Why news coverage of medical science sucks

Ever read one of those news pieces that says something obviously stupid, like “acupuncture proven effective”, or “new study proves HFCS makes you fatter than sugar”? (Hint, both of those are false. HFCS may be worse than sugar in other ways, but you’ll get just as fat with sugar as with HFCS.)

Well, here’s why you see those news articles making claims that are provably false: Sometimes, people lie in science journals.

Chart of their results
For the acupuncture one, take the recent case of “Acupuncture for ‘frequent attenders’ with medically unexplained symptoms: a randomised controlled trial (CACTUS study)” that was published in the June issue of the British Journal of General Practice. This was covered pretty well on DC’s Improbable Science blog. The chart is here on the right hand side of this post.

Despite this chart clearly showing that acupuncture had no noticeable effect on the results whatsoever, the paper’s conclusion was in fact “The addition of 12 sessions of five-element acupuncture to usual care resulted in improved health status and wellbeing that was sustained for 12 months.”

Now, when a news organization gets ahold of this, they’re not going to examine the data and see that the conclusion is a bald-faced lie. They’re just going to take it at face value. And that’s how you get stories with titles like “Why GPs should be prescribing acupuncture to patients branded hypochondriacs” or “Acupuncture has significant impact on mystery illnesses“, even though the results are exactly opposite.

Or take the study Princeton did on the effects of HFCS on rats. This is often cited as proving that HFCS will make you fatter than sugar will, and indeed, the title of the paper is “High-fructose corn syrup causes characteristics of obesity in rats: Increased body weight, body fat and triglyceride levels.”

However, the charts themselves in that PDF file say otherwise. On page 3, for the male charts (fig 1 and 3), they don’t show 12-h sucrose at all. For the female ones (fig 2 and 4), sucrose is higher than HFCS for both of the 12 hour results. The fact that the ad libitum charts are higher is expected results, because those are the controls on the high end (ad libitum = “at will”, meaning the rats could eat all the HFCS they wanted, so you’d expect them to get fatter, even though they don’t always). It does show that the males at 8 weeks did have a higher average weight than with sucrose (Table 1 on page 2), however it also shows that males with access to 24-hour HFCS (which is the high-end control) had similar weight gain to males with access to 12-h sucrose, which pretty much negates those results as significant.

Now, that paper isn’t all bad, but when the results actually disagree with the title of the paper, you have to question it a bit. It does show that triglycerides will be higher with HFCS, but that’s not unexpected, as fructose is what turns into triglycerides and the HFCS they’re using has more fructose than sugar does.

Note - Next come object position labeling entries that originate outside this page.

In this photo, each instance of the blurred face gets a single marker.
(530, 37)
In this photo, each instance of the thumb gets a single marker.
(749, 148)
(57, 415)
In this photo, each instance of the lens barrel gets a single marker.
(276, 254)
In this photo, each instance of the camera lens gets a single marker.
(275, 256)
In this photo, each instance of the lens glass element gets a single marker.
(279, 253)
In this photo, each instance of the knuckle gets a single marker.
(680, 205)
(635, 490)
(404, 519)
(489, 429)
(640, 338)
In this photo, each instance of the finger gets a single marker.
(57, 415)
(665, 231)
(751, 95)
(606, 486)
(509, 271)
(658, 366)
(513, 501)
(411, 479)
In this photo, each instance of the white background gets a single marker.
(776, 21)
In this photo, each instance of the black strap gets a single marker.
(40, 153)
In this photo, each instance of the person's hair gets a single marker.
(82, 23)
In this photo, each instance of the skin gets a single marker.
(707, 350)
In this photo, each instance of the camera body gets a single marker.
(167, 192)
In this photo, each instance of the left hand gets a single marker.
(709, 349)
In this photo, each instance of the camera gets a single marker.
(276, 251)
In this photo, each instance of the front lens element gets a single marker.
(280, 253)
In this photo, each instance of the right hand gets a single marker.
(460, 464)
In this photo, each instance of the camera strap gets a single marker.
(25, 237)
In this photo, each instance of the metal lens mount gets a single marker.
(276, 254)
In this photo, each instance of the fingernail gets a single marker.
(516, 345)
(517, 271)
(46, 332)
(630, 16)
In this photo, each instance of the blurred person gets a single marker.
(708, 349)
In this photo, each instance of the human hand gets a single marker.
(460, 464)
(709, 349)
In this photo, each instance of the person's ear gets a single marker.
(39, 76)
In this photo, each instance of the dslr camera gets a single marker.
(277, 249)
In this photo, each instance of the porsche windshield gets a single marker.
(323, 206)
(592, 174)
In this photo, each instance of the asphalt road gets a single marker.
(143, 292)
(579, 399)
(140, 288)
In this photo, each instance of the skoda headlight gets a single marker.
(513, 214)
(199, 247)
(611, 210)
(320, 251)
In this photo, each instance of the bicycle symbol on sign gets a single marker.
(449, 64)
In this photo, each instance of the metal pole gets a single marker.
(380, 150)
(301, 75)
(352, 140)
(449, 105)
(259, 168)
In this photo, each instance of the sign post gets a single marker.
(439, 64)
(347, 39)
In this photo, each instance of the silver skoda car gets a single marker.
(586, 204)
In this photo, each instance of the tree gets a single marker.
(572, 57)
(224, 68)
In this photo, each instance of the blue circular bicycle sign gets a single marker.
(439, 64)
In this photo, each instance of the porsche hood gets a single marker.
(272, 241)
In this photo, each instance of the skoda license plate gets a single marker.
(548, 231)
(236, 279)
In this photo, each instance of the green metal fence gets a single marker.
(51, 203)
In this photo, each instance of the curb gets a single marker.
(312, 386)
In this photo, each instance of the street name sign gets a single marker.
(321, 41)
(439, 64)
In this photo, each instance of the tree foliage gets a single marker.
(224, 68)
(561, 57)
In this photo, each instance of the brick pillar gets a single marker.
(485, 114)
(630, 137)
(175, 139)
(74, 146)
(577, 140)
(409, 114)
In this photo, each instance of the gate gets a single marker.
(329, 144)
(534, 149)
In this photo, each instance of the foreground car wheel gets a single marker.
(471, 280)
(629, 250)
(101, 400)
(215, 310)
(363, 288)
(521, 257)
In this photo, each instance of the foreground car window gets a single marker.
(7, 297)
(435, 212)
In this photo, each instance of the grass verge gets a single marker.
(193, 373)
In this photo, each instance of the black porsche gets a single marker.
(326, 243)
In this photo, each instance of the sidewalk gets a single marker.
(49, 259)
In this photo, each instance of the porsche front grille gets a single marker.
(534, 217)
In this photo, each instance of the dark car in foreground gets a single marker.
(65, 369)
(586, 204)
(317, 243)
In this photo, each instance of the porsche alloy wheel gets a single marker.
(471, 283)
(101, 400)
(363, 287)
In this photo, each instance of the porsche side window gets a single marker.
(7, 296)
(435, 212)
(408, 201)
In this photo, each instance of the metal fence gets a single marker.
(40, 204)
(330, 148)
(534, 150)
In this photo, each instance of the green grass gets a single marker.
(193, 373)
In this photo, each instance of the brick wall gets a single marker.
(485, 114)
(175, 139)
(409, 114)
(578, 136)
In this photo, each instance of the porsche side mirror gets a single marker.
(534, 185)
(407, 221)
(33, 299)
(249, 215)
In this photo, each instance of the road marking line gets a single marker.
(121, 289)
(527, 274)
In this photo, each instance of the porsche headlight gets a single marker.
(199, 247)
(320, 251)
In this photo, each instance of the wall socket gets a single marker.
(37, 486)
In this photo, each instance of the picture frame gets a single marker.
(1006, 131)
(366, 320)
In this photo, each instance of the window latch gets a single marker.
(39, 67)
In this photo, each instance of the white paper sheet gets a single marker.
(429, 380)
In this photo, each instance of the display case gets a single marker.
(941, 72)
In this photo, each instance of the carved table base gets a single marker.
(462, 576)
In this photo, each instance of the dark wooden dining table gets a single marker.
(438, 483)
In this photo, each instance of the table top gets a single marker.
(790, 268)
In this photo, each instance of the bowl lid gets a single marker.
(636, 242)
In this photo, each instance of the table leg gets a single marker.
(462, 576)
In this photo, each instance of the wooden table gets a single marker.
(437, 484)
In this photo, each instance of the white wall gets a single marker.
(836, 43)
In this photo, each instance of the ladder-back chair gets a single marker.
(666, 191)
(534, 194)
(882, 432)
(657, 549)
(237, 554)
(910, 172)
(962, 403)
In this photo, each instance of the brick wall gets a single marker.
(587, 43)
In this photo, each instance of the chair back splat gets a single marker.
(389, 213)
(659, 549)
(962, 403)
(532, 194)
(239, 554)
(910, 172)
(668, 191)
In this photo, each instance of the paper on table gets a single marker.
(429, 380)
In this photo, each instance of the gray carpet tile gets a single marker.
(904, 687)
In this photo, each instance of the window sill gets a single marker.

But the actual weight and increased body fat results all show up as higher on sugar there instead of HFCS. Reading the text, they sometimes appear to be confusing one of the control groups (ad libitum HFCS) with the actual groups being studied against one another (12-h HFCS vs 12-h sucrose). Sure, if you give a rat all the HFCS they want, they get fat. That falls under a “duh” category. What matters is the comparison between similar groups, and you can’t draw the conclusions they drew from the results they got. Even their low end control groups (ad libitum chow) had weight gain similar to the high end control in some cases.

Their results as given in section 3 of the paper are correct, BTW, but these draw rather limited conclusions. Not enough to justify the title of the paper, much less the resulting press and conclusions drawn from those results. HFCS may indeed make you fatter, but this study simply doesn’t prove that.

It’s just that I see this paper cited over and over again, and it bugs me. News organizations need to learn to evaluate the results themselves before making the titles of their misleading articles. People being misinformed and then citing incorrect news articles to back it up, which themselves rely on accidentally or intentionally misleading “research”.. well, that’s kinda annoying.

All I’m saying is that to be informed, never trust the news articles themselves. Go to the source. Read the results. Evaluate the data yourself and draw your own conclusions. Use your brain instead of parroting the things you read in news articles. The world would be a better place if people could just think for themselves sometimes.

2 thoughts on “Why news coverage of medical science sucks”

  1. I don’t think the title of the paper implies what the news sources were touting…

    “High-fructose corn syrup causes characteristics of obesity in rats: Increased body weight, body fat and triglyceride levels.”

    “HFCS will make you fatter than sugar will”

    No mention of sugar or sucrose in the Princeton title, a completely justified title. No mention was made of anything comparative, just HFCS make you fat.

    1. If that was all the paper was stating, then it kinda falls into the “duh” category. It might as well say “eating can make you fat”.

      The use of the word “increased” implies an increase over something else that is lower. So, what are they saying is lower? Not eating at all?

      No, they’re saying it’s increased over sugar… and their results don’t actually show said increase.